My theory was that if only one team used the bullpen advantage, then there would be an imbalance that would show up in these game outcomes. But since it’s a league-wide phenomenon, and both teams are equally likely to ‘shorten the game,’ then the comebacks are no more or less likely than pre-1980’s bullpen usage patterns.
Ultimately, that doesn’t seem to be the case. Basically the same percentage of runs are scored late as they always have been.
The true answer is probably more simple: Starters are getting more strikeouts, which causes them to throw more pitches, which causes more calls to the bullpen. Bullpen usage is the effect of a changing game rather than the cause.
Deploying relievers against relievers likely evens things out.

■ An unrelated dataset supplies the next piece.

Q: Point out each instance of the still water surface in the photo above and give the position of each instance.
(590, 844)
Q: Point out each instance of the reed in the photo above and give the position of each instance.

If one team was deploying relievers while other teams stuck with starters that team would almost certainly have an advantage in both coming back and holding leads.
Hey, DavidKB, AC, and filhok – I apologize to all of you; I didn’t receive notification of new comments. I your comments only today. I appreciate your interest and I’m sorry for the delay.
DavidKB, I agree that runs are going to be less noisy, but my dependent variable here is, in fact, game outcomes. Basically, I’m trying to see whether modern bullpen usage is turning MLB into sort of a bizarro NBA, in which you have to see only the first six innings of the game to know how it turns out. (Yes, basketball fans, I know the last-five-minutes thing is a canard. Sort of.) But to your and AC’s point, I retrieved runs scored by inning for 1965-2014, and there has, in fact, been a decline in late-innings scoring. I looked at runs scored in the seventh, eighth, and ninth innings as a percentage of runs scored in innings 1-9 (leaving extra-innings scoring out). Here are the percentages by five-year increments:
1965-69 31.0%
1970-74 31.4%
1975-79 30.4%
1980-84 30.2%
1985-89 30.1%
1990-94 30.0%
1995-99 30.0%
2000-04 29.7%
2005-09 29.4%
2010-14 29.4%
30.1% of runs scored in innings 1-9 were scored in 7-9 in 2014, the first time the percentage exceeded 30.0% since 1999. So it does seem that late-inning run scoring has been somewhat suppressed, as AC suggested, though it hasn’t had a marked effect on game outcomes. Maybe that’s because of the run environment over the past few years, but it doesn’t explain why late-inning run scoring as percentage of the total is down compared to the Deadball II years.
AC and filihok, I agree with the game theory aspect of bullpen deployment–everybody’s using effectively the same model so nobody has a comparative advantage–but wouldn’t it still be the case that if the model were successful, all teams would be having a harder time coming back from late-innings deficits? The reduction in late-inning scoring does suggest at least a partial success.